For athletes who have cardiopulmonary symptoms, “the initial evaluation should ideally be with an ECG, cTn (cardiac troponin biomarker) and an echocardiogram. The presence of abnormal findings with the triad test or the persistence of cardiopulmonary symptoms (specifically chest pain or tightness, palpitations or syncope) after the initial test suggests that further evaluation with CMR (cardiac magnetic resonance imaging) should be performed.”
“The maximum effort test can be a useful supplement in cases of persistent cardiopulmonary symptoms, only after myocarditis with CMR has been excluded. Based on the low prevalence of myocarditis observed in competitive athletes with COVID-19, it is also reasonable to apply these recommendations to high school athletes (age ≥14-15 years) along with masters-level recreational exercise enthusiasts,” they concluded.
Athletes who have a history of COVID-19 and cardiopulmonary symptoms, “the length of time since symptom resolution and the athlete's current clinical status should dictate the approach,” they said, detailing: “If less than 1 month has elapsed since the resolution of cardiopulmonary symptoms, tests should be performed for triad. If it has been >3 months since the resolution of cardiopulmonary symptoms and there are no limitations to exercise, further heart tests may not be required. The rationale for this is derived from prior counseling that recommends avoiding exercise for at least 3 months in cases of confirmed myocarditis.”
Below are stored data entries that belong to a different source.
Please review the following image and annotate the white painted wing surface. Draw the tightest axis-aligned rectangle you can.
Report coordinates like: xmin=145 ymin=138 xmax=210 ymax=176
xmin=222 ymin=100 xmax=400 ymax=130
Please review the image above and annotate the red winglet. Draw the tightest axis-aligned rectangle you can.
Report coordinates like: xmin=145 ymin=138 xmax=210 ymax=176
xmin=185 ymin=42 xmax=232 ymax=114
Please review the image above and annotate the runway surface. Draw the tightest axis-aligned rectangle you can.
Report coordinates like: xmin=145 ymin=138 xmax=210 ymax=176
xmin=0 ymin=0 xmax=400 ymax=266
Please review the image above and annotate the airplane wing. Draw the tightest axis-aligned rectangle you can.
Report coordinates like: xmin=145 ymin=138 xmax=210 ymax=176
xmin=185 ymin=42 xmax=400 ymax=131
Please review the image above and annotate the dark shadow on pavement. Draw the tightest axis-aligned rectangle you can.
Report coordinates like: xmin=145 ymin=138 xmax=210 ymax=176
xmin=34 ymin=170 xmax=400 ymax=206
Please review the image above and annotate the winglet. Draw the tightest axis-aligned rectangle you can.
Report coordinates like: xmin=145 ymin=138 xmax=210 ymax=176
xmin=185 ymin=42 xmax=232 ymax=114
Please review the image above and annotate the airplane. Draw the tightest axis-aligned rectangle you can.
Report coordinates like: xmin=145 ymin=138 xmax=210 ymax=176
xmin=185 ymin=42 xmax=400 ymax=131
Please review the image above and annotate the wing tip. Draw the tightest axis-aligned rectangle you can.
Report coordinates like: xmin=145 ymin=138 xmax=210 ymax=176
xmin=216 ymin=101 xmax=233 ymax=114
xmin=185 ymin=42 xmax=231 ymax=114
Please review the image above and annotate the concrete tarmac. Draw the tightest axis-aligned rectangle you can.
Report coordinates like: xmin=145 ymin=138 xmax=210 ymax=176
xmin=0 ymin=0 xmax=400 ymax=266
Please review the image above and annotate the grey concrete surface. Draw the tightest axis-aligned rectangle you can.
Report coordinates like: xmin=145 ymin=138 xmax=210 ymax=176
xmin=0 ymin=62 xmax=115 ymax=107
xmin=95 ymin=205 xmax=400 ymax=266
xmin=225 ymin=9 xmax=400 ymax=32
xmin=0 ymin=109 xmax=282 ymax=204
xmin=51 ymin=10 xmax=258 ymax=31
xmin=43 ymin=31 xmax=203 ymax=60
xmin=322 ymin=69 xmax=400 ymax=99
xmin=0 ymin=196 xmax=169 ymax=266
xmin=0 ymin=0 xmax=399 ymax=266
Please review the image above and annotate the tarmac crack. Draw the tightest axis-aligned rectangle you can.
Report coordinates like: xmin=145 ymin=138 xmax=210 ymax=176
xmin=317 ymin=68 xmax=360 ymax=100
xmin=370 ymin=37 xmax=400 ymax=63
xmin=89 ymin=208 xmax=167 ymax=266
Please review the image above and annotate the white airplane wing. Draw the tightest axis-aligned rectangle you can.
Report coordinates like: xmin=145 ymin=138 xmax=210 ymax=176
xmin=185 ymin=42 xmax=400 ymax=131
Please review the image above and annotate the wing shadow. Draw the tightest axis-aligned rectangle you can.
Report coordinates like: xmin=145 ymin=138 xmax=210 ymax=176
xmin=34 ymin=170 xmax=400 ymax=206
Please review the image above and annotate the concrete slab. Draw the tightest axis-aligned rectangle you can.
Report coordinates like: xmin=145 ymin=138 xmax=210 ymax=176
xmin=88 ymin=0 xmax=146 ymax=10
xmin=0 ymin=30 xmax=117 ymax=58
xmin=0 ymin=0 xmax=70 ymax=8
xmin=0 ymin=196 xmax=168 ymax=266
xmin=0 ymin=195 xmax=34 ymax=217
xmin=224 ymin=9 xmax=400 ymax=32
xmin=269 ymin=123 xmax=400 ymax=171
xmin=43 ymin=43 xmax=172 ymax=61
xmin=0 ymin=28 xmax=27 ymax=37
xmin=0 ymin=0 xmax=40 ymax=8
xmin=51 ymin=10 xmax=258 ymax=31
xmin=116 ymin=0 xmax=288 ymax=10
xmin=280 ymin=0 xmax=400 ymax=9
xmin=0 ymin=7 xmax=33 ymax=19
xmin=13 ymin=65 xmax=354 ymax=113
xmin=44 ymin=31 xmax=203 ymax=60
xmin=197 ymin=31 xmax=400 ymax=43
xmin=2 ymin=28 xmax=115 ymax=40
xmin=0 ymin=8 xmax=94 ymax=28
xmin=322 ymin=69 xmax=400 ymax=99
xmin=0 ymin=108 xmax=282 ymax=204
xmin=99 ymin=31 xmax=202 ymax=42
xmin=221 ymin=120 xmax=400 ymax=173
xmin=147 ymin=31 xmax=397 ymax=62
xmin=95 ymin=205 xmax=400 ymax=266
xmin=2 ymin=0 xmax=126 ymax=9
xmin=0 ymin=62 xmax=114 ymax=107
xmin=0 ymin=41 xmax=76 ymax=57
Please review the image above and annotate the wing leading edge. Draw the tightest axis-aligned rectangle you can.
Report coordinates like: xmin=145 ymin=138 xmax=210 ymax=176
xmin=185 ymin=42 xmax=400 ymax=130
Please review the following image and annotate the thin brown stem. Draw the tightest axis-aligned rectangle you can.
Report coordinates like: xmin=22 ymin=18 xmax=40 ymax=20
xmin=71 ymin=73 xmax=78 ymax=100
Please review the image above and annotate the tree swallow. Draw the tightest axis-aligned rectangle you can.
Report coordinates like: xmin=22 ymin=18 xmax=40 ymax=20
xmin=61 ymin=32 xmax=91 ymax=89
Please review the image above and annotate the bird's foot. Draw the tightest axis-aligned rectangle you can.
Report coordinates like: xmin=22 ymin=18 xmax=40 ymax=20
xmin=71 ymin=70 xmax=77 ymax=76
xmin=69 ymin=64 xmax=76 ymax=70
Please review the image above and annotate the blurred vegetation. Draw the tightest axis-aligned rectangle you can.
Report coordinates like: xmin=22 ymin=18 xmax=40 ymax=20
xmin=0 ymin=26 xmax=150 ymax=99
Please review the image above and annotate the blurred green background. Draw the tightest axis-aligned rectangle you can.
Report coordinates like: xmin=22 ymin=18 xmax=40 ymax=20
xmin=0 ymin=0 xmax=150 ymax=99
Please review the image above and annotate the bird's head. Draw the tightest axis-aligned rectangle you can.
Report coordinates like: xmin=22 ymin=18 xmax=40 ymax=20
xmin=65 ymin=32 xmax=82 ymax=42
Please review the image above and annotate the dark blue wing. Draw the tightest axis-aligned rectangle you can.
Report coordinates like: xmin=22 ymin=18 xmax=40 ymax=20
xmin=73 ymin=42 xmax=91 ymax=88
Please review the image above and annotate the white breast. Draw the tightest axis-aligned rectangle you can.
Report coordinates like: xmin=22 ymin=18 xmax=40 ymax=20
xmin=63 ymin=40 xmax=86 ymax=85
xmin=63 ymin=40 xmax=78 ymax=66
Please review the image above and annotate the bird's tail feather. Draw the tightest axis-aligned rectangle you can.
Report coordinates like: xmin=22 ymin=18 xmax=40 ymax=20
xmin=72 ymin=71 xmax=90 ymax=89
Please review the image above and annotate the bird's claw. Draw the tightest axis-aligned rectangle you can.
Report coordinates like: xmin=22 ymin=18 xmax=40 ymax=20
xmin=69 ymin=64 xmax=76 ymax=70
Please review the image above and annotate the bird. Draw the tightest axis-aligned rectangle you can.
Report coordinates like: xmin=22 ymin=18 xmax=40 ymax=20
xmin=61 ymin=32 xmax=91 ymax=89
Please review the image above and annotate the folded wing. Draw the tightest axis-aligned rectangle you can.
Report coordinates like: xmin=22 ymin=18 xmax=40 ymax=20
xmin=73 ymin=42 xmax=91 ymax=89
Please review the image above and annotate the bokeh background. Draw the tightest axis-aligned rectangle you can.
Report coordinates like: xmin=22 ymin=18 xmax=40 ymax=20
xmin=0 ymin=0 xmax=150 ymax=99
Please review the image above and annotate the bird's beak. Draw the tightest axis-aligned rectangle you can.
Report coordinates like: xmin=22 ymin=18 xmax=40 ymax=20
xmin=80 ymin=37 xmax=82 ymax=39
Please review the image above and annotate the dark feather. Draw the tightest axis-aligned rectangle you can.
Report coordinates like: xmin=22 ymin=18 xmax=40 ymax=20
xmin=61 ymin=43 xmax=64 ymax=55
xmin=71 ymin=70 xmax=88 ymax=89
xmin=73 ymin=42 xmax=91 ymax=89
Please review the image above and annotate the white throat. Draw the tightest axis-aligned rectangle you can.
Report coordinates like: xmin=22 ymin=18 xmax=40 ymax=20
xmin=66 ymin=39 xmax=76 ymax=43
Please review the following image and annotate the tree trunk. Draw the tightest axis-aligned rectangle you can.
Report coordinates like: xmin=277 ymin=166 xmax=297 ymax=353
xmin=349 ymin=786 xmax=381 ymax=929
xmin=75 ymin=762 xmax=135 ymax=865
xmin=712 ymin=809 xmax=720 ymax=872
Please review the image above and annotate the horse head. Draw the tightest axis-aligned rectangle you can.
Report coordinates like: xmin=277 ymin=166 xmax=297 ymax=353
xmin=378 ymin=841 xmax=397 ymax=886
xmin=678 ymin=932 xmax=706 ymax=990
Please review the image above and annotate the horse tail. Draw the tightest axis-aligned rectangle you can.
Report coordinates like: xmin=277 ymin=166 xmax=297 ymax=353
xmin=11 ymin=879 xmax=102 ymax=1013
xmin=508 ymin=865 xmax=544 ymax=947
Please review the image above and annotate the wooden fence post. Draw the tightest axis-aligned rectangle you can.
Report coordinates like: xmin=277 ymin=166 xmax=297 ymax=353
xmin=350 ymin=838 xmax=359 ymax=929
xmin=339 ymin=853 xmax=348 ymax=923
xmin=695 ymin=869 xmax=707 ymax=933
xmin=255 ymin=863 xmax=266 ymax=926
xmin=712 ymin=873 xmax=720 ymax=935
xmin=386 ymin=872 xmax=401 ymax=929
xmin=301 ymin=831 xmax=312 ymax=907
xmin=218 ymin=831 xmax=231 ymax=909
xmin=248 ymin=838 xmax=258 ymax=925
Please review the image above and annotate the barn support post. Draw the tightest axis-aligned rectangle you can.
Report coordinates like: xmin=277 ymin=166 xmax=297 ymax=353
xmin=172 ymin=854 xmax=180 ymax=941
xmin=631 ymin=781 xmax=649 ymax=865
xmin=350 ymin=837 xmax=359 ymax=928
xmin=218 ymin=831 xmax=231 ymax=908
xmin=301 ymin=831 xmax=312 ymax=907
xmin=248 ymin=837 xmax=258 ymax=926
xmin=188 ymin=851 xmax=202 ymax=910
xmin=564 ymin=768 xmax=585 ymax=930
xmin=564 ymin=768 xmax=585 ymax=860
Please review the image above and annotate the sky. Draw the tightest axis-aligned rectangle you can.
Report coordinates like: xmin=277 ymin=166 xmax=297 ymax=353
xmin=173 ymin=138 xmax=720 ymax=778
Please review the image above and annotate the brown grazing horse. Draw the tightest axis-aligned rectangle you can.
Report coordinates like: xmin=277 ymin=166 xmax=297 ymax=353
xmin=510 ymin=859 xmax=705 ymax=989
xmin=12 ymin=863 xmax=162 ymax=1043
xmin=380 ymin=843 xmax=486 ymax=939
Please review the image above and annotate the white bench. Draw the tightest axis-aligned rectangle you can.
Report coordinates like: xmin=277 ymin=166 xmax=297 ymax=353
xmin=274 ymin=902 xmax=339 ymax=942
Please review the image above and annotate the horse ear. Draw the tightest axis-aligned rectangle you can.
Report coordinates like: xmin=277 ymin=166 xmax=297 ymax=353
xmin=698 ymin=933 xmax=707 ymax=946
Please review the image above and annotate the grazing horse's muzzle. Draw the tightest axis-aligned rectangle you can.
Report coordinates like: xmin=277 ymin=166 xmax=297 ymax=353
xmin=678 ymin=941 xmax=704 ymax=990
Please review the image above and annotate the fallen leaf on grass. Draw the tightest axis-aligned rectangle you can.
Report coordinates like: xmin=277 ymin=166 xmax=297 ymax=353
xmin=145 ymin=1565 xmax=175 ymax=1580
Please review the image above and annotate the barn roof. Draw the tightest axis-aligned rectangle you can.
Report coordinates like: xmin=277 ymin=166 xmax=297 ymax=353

On the other hand, if it has been 1 to 3 months since the person stopped having cardiopulmonary symptoms, in the case of athletes who “have returned to training on their own without limitation of exercise, it is reasonable to allow continuous training without additional cardiac evaluation. This decision must be individualized and based on clinical judgment, informed by the type and severity of previous symptoms. Factors that warrant further cardiac evaluation include previous worrying cardiopulmonary symptoms (e.g., syncope, palpitations due to sustained exertion and/or chest tightness or exertional dyspnea).”
Experts estimated that more and more people who practice physical activity and do not have symptoms after having had COVID-19 want to be evaluated to return to their usual practices. “Regardless of the amount of time that has passed since infection, athletes who have remained asymptomatic or who have had non-cardiopulmonary symptoms and are exercising without limitation do not require further heart tests,” they concluded.